Shortly after the unsuccessful Bay of Pigs invasion of Cuba in April, 1961, the FBI began a campaign to infiltrate pro-Castro groups in the United States and publicly discredit their, leaders, by such means as setting them up with prostitutes, newly released FBI documents have revealed.

The anti-Castro campaign was part of the FBI's massive counterintelligence program (Cointelpro) to neutralize and disrupt domestic groups and individuals known to be critical or American policies.

Cintelpro documents realeased yesterday under a Freedom of Informatin Act request show that in June, 1961, FBI Director J. Edgar Hoover approved "establishing counterintelligence programs in Cuban field in an attempt to disillusion current members of such pro-Castro groups as July 26 Movement and Fair Play for Cuba Committee."

The documents do not mention Lee Harvey Oswald, the 1963 assassin of President Kennedy, although he claimed membership inthe Fair Play for Cuba Committee and said he had opened a New Orleans branch. Shortly after the Nov. 22, 1963, assassination, the group disclaimed Oswald as a member. The Warren Commission later concluded that he had sought and been granted membership in May, 1963.

The documents reveal a systematic pattern of disruption similar to Cointelpro operations against such groups as the Socialist Workers Party and the Black Panther Party.

The New York office of the FBI, which originated the program, sought to "create and foster distrust and antagonism among the officers," and also recommended using city and state laws, such as fire, health, travel and tax regulations.

An Aug. 8, 1961, memo from the New York office (NYO) to the FBI director described "confidential sources" setting up "dates" with leaders of the Fair Play for Cuba Committee.

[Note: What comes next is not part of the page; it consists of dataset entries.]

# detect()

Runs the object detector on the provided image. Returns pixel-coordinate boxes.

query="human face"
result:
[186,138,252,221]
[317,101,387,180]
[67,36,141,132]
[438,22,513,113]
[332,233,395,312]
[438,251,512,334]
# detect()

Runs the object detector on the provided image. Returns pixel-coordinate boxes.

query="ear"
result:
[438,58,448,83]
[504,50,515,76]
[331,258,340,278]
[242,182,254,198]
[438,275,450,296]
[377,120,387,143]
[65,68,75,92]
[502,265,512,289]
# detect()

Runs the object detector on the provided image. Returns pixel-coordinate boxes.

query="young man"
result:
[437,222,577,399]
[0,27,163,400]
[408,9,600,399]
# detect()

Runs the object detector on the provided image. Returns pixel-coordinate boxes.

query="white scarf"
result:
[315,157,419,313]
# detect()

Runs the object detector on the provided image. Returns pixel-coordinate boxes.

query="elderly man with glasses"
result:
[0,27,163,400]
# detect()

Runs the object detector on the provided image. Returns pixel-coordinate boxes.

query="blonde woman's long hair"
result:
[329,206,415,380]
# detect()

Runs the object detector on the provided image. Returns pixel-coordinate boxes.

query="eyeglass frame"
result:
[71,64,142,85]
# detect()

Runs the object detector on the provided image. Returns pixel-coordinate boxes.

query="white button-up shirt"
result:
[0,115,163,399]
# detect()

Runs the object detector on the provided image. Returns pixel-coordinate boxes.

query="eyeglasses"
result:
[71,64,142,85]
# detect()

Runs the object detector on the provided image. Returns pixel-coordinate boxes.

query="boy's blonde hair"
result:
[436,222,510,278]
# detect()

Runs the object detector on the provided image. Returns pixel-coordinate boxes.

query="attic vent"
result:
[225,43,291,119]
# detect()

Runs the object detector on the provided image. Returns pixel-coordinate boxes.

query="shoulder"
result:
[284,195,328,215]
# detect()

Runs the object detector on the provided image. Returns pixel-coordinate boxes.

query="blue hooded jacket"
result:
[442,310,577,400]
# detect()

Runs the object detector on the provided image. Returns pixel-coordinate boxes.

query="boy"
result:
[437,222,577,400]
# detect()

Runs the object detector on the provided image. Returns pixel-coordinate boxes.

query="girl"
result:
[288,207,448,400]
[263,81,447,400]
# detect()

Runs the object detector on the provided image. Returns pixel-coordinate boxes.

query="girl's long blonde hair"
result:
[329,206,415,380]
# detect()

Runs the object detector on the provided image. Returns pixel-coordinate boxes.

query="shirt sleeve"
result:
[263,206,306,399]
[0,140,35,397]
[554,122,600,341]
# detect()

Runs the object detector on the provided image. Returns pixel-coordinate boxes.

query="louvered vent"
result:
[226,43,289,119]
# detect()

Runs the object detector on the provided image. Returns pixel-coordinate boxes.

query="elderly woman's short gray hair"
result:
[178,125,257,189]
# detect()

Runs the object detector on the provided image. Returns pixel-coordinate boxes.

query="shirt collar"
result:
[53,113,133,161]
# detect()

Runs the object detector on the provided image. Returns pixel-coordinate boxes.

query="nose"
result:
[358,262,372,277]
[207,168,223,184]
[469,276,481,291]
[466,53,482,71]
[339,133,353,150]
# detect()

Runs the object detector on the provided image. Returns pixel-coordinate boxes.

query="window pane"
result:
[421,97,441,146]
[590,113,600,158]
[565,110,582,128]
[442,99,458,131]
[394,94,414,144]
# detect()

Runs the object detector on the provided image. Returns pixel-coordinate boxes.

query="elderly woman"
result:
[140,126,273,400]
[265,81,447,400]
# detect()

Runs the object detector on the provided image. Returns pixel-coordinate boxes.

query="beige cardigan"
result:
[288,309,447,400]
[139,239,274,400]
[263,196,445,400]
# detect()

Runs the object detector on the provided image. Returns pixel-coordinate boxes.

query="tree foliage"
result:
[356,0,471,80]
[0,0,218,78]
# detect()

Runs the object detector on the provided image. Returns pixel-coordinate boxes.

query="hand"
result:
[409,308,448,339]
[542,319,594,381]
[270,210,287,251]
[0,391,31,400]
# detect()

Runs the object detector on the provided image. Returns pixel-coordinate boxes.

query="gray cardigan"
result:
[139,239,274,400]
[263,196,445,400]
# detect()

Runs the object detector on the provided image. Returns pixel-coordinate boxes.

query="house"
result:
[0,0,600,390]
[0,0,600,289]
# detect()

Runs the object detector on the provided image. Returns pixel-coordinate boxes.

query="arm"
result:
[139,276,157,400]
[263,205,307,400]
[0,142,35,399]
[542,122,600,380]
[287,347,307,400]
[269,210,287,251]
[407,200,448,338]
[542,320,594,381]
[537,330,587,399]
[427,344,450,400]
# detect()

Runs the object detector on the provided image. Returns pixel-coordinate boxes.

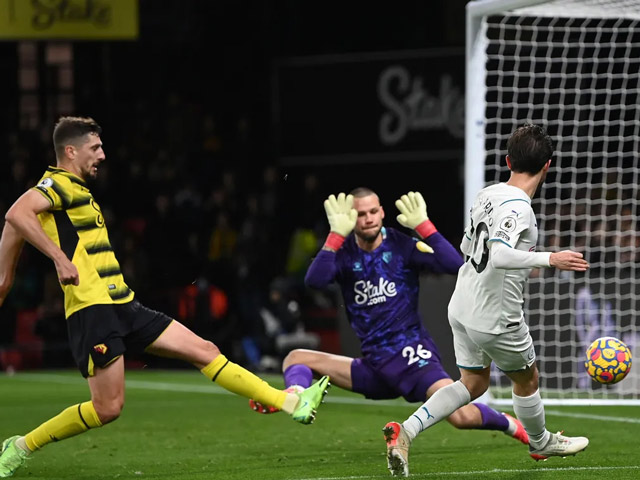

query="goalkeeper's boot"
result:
[382,422,411,477]
[0,435,29,478]
[529,432,589,461]
[293,375,331,425]
[503,413,529,445]
[249,385,304,415]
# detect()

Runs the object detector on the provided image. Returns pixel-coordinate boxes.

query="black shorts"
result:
[67,300,173,378]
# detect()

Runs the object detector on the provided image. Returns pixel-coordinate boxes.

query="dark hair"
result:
[507,123,553,175]
[349,187,378,198]
[53,117,102,157]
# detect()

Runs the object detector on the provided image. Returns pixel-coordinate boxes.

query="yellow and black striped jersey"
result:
[33,167,134,318]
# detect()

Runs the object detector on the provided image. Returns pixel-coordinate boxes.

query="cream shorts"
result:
[449,318,536,372]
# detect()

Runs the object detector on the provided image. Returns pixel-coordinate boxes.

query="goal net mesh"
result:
[467,0,640,403]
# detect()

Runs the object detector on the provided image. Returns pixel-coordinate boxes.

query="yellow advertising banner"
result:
[0,0,138,40]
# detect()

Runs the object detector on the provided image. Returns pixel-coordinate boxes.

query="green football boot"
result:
[0,435,29,478]
[293,375,331,425]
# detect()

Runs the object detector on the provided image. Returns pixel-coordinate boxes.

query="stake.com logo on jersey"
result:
[353,277,398,305]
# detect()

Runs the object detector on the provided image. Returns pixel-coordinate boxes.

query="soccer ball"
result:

"The NYO will make the necessary arangements with local police," the memo said, "to possibly have (deleted) picked up on local charges in the event he places himself in a compromising position through his association with professional prostitutes."

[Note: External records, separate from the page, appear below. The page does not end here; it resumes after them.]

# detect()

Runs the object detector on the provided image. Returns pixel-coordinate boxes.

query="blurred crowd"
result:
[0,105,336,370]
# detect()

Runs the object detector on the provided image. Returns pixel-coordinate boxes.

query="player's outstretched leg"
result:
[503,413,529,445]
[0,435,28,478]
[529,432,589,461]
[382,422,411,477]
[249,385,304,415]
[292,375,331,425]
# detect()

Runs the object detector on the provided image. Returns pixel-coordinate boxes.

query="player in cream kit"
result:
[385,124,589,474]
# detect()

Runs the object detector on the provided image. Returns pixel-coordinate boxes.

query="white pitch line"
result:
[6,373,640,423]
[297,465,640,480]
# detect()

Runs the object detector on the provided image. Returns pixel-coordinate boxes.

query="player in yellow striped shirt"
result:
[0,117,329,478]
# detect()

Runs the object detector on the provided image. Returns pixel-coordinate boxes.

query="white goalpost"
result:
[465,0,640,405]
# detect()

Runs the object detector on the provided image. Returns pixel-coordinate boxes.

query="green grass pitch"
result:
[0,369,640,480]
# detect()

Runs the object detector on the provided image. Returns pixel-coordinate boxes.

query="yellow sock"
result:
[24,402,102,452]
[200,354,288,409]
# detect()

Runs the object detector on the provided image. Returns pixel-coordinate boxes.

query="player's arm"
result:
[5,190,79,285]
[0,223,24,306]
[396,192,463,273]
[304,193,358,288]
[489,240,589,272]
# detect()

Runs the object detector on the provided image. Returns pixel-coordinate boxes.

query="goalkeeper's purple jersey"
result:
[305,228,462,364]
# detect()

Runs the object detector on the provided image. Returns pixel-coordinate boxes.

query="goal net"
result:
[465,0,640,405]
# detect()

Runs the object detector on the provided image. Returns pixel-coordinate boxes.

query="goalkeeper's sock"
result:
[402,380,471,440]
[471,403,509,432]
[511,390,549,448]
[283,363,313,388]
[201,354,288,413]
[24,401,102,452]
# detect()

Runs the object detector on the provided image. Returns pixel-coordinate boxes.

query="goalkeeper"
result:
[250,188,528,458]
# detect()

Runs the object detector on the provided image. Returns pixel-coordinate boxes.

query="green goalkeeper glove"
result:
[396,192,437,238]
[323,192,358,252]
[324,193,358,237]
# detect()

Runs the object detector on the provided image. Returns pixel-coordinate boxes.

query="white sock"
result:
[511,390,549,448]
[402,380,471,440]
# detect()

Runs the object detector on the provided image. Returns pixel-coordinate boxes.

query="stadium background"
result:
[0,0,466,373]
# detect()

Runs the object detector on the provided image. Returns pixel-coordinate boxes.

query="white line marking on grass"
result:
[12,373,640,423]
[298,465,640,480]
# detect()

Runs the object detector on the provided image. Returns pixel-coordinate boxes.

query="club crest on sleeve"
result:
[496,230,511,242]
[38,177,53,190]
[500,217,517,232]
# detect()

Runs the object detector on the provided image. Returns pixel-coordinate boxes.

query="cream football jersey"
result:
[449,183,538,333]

If that didn't work, the memo said, the bureau would consider giving the prostitutes' names to the local vice squad, along with the instruction to "discreetly indicate that (deleted) was the source of the information regarding the arrest . . .

"In either event," the memo concluded, "the NYO is of the opinion that valuable ramifications might result to the benefit of this bureau among the officials of the Fair Play for Cuba Committee through the embarrassment brought upon (deleted)."

To "compromise" the leadership of the July 26 Movement, the bureau wrote a phony letter to he Movimiento Revolucionario in Havana, accusing a key leader in the New York group of embezzling movement funds. The letter suggested a "total reorganization" of the executive board, because all the members had learned of the "theft" and had lost their faith in the current board.

"(Deleted) is nothing more than a counterrevolutionary worm," a draft of the phony letter said, "and his attitude has destroyed the foundations of the Movement, but there is still time to try him and let him serve as a severe example to those who make trouble for the Revolution."

The Philadelphia office of the bureau got word through informants that the July 26 Movement leaders distrusted each other, a turn of events too good to pass up. It responded with another phony letter, written in Spanish and mailed from a Latin section of New zYork.

The letter, signed "Two loyal Fidelistas," accused several leaders of being paid FBI informants, and said one had been "on the imperialist payroll" for several months. The letter said one leader, whose name was deleted from the FBI draft, "is paid in 5 and 10 dollar bills and meets the FBI at a subway station."

An October 31, 1961, memo from the director to various field offices noted that movement leaders fled to Canada rather than surrender FBI-subpoenaed documents. To fill the leadership vacuum, the memo said, "every opportunity must be taken to place aggressive, knowledgeable informants in important positions within the movement. Confidential informants should . . . interjected themselves as candidates for positions within the local and national administration of the movement."

The Cuban phase of Cointelpro lasted at least until October, 1970, the last dated entry in the Cuban file. This entry was a phony letter to a Tampa newspaper alleging that a "pro-Castr" leader, active in Florida, was a dupe of the Communists.